Evaluation criteria A: Effective antibacterial / antifungal ability (viable cell count <10 cfu / ml)
○: Almost effective antibacterial / antifungal ability (viable cell count <100 cfu / ml)
Δ: Insufficient antibacterial / antifungal ability (viable cell count <10000 cfu / ml)
×: Ineffective antibacterial / antifungal ability (no killing of bacteria)

この抗菌試験の結果、銀イオン抗菌液を０．１重量％配合した洗浄剤組成物は、各菌に対して十分な効果を示すことが分かった。しかも、この効果は即効性を有するものであった。 The results are shown in Table 1.

As a result of this antibacterial test, it was found that a cleaning composition containing 0.1% by weight of a silver ion antibacterial solution has a sufficient effect on each bacterium. Moreover, this effect has immediate effect.

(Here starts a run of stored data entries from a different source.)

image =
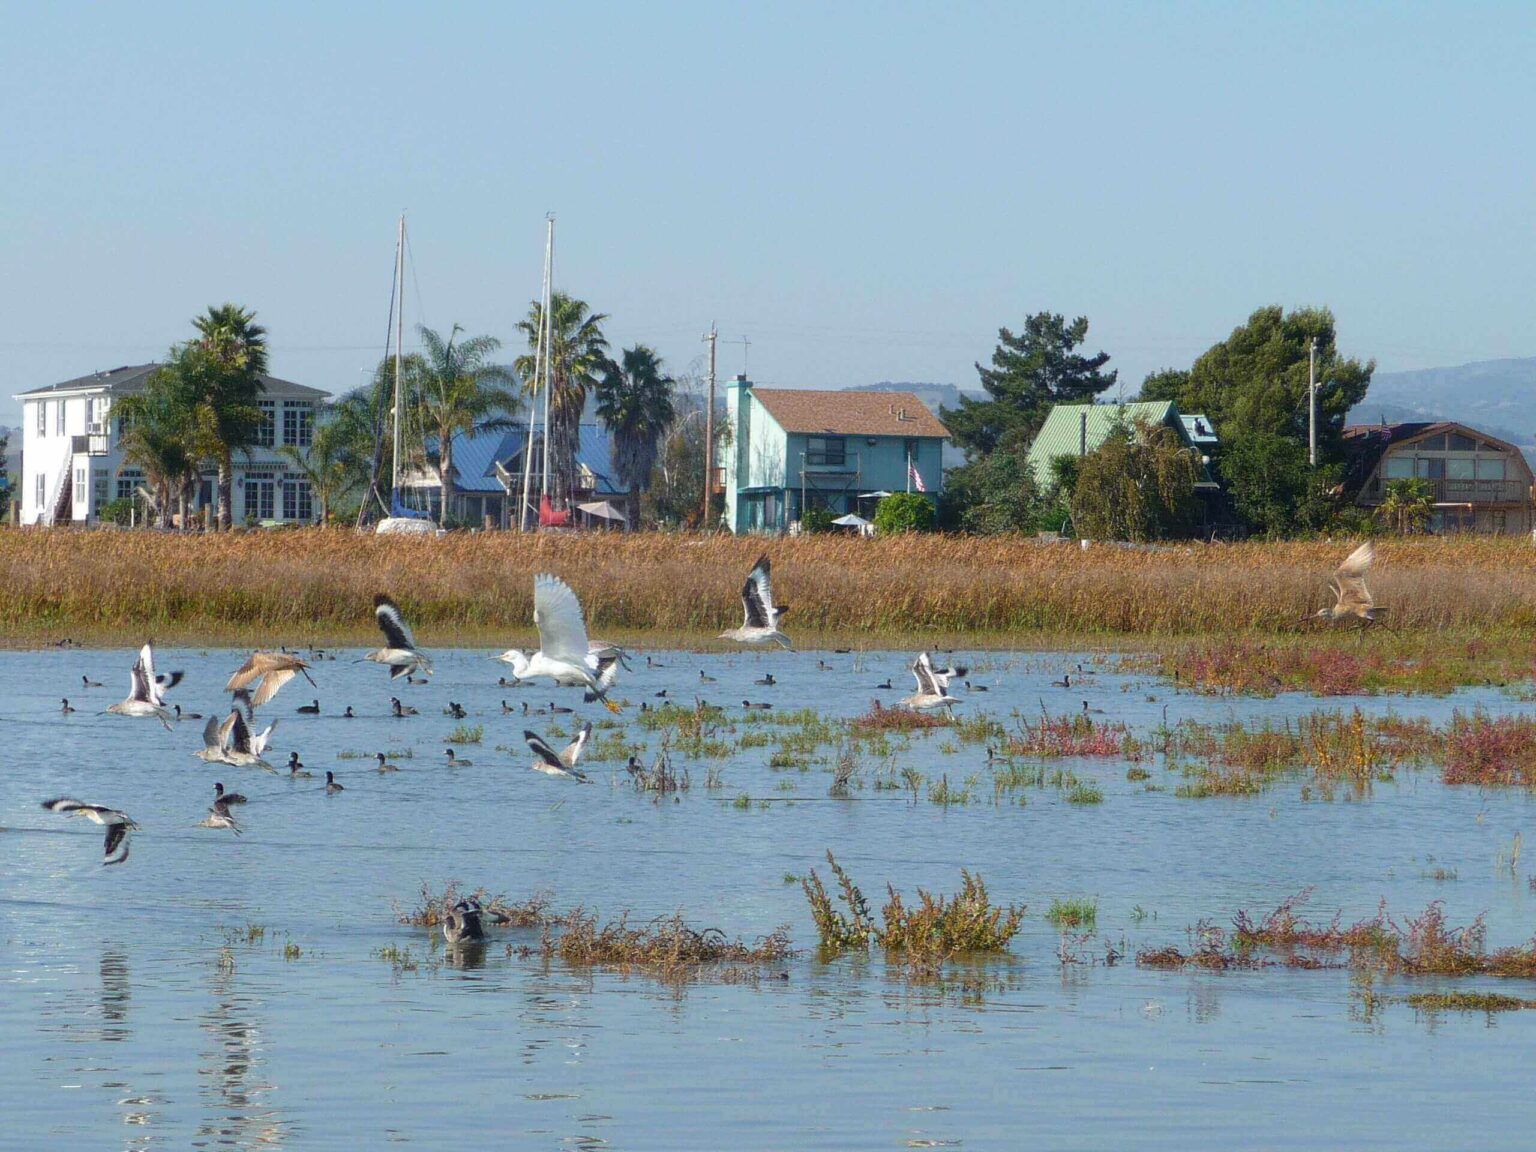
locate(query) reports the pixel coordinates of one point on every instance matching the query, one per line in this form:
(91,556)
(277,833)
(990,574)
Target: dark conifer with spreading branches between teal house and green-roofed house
(1030,372)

この抗菌試験の結果、銀イオン抗菌液を０．０７重量％配合した洗浄剤組成物は、各菌に対して十分な効果を示すことが分かった。しかも、この効果は即効性を有するものであった。 The antibacterial test was conducted in the same manner except that the amount of silver ion antibacterial solution was 0.07 wt%.
The results are shown in Table 2.

As a result of this antibacterial test, it was found that a detergent composition containing 0.07% by weight of a silver ion antibacterial solution exhibits a sufficient effect on each bacterium. Moreover, this effect has immediate effect.

この抗菌試験の結果、銀イオン抗菌液を０．０５重量％配合した洗浄剤組成物は、各菌に対して十分な効果を示すことが分かった。しかも、この効果は即効性を有するものであった。 The above antibacterial test was conducted in the same manner except that the amount of silver ion antibacterial solution was changed to 0.05% by weight.
The results are shown in Table 3.

As a result of this antibacterial test, it was found that a detergent composition containing 0.05% by weight of a silver ion antibacterial solution exhibits a sufficient effect on each bacterium. Moreover, this effect has immediate effect.

Claims (3)

0.1 to 20.0% by weight of silver zeolite, and citric acid was obtained by blending in purified water so that the blending amount was 0.9 to 1.5 times the weight of the silver zeolite, Solid of silver ion antibacterial liquid which is a mixed liquid containing silver citrate complex and silica hydrate, or a mixed liquid obtained by removing silica hydrate from a mixed liquid containing silver citrate complex and silica hydrate Antibacterial weakly acidic solid cleaning agent for skin, which is made up of ingredients. The antibacterial weakly acidic solid cleaning agent for skin according to claim 1, wherein the silver zeolite is an A-type or X-type silver zeolite and has a silver loading of 0.5 to 5.0% by weight. The antibacterial weakly acidic solid detergent for skin according to claim 1 or 2, which is a soap.